Selon l’avant-projet de loi analysé par la Banque des Territoires, ce revenu de référence serait construit à partir de l’ensemble des ressources du foyer. Les modalités précises — types de revenus pris en compte, exclusions éventuelles ou méthodes de calcul — devraient être fixées ultérieurement par décret.
Cette réforme vise à harmoniser trois éléments essentiels du système actuel : la base de ressources utilisée pour calculer les aides, la définition du foyer et la date de référence des revenus. L’objectif est de rendre les calculs plus cohérents et plus lisibles pour les bénéficiaires.
Le texte prévoit également que ce revenu social de référence puisse servir de base à certaines aides locales. Les collectivités territoriales pourraient ainsi s’appuyer sur ce même indicateur pour attribuer leurs propres aides, ce qui contribuerait à simplifier l’ensemble du système.
Une allocation pour encourager la reprise d’activité
La réforme ne vise pas seulement la simplification administrative. Elle poursuit aussi un objectif économique : rendre le travail systématiquement plus avantageux que l’inactivité.

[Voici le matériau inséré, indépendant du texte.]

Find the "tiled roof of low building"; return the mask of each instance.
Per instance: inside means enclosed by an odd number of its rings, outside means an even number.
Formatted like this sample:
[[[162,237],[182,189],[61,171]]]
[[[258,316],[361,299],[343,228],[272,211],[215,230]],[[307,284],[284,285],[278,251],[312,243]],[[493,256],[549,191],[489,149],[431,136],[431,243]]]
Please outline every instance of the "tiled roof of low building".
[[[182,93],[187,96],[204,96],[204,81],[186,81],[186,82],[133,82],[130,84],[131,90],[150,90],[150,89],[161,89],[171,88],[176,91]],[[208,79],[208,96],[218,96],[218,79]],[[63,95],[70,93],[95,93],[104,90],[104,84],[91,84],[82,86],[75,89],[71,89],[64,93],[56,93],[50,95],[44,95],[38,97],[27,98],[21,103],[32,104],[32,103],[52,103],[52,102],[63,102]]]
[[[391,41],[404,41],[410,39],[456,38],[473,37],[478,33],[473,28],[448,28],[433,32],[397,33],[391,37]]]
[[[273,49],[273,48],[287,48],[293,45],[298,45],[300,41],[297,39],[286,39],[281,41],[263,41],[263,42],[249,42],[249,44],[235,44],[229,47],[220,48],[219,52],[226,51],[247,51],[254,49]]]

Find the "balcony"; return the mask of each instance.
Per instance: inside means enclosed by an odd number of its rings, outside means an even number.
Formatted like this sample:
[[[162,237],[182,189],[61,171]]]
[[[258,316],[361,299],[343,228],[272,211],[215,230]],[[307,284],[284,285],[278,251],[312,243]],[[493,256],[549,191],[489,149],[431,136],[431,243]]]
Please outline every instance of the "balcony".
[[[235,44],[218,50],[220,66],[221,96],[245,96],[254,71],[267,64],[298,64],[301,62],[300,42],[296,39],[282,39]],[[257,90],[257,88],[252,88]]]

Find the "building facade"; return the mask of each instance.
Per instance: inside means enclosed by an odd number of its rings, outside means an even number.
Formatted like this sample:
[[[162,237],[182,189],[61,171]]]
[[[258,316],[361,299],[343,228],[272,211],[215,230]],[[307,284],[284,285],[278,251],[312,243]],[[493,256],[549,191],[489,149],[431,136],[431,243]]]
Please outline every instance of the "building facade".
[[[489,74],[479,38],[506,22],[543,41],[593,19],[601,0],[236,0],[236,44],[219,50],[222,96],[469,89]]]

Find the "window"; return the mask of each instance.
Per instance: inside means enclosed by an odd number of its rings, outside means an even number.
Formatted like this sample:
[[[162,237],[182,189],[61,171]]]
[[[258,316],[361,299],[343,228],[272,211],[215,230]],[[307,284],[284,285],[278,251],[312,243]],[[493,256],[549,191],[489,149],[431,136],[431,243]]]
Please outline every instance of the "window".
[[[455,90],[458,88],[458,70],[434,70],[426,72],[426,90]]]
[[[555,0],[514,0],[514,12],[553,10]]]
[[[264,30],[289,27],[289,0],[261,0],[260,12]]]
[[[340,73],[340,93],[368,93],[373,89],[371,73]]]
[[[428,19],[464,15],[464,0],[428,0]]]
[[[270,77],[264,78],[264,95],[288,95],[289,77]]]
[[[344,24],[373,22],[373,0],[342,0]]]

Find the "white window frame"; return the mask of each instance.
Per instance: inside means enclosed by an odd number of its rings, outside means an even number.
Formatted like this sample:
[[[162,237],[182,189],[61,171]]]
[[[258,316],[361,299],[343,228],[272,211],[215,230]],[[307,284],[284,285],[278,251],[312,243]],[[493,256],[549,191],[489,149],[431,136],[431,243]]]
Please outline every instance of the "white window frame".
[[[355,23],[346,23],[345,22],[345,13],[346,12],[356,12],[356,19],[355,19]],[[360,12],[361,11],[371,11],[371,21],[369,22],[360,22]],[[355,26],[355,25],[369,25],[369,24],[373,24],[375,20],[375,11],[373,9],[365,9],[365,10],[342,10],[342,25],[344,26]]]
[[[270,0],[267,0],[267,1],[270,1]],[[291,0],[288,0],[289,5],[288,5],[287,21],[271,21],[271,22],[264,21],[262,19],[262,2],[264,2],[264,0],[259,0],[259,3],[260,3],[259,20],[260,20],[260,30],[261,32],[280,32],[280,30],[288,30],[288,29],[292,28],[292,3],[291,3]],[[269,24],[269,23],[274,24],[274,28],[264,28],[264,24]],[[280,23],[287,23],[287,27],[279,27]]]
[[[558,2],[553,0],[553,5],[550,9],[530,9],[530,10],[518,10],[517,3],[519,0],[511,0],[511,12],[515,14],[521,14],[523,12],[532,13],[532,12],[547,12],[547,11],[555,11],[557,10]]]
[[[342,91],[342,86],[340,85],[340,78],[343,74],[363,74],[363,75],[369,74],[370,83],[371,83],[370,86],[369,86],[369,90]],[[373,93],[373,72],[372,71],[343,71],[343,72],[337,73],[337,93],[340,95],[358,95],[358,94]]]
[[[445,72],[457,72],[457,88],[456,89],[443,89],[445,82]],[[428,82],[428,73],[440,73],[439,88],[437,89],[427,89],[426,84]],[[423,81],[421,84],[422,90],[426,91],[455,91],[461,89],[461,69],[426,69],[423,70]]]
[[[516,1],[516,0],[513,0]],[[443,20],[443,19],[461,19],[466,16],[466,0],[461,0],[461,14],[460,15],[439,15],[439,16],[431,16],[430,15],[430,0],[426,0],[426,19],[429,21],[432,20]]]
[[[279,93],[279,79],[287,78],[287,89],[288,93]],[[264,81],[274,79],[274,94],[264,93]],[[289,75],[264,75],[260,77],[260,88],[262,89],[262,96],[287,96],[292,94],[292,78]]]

Aujourd’hui, la combinaison de plusieurs prestations peut parfois créer ce que les économistes appellent des « effets de seuil ». Dans certaines situations, reprendre un emploi ou augmenter son temps de travail peut entraîner une baisse d’autres aides et réduire fortement le gain final.
Le gouvernement veut corriger ce phénomène. L’entourage du ministre du Travail a ainsi expliqué que la réforme doit garantir un avantage financier clair lors d’une reprise d’activité. Selon cette source, « quand une personne gagne 100 euros de plus en reprenant une activité, cela lui amène un gain réel d’au moins 50 euros », d’après DNA. Cette logique vise à éviter les « trous d’air » dans les revenus lorsque les aides diminuent plus vite que le salaire n’augmente. Dans la pratique, cela devrait passer par un ajustement progressif des aides lorsque les revenus du travail augmentent.
Allocation sociale unique (ASU) : c’est pour quand ?
La mise en œuvre de cette nouvelle organisation des prestations sociales devrait se faire progressivement. Le projet de loi doit encore franchir plusieurs étapes politiques.
Selon DNA, le texte devrait être présenté en Conseil des ministres au printemps, probablement en avril. L’exécutif espère ensuite une adoption parlementaire avant l’été.
La transformation technique du système sera toutefois longue. Le projet prévoit notamment la création d’un « compte social unique », un service numérique destiné à centraliser les informations sur les aides sociales. Ce portail permettrait aux usagers de consulter leurs droits, de déposer des demandes ou encore de simuler l’impact d’une augmentation de revenus sur leurs aides.
La mise à disposition de ce service numérique pourrait intervenir dès 2027, estime la Banque des Territoires. Quant au nouveau revenu social de référence, il pourrait n’être pleinement opérationnel qu’à l’horizon 2030.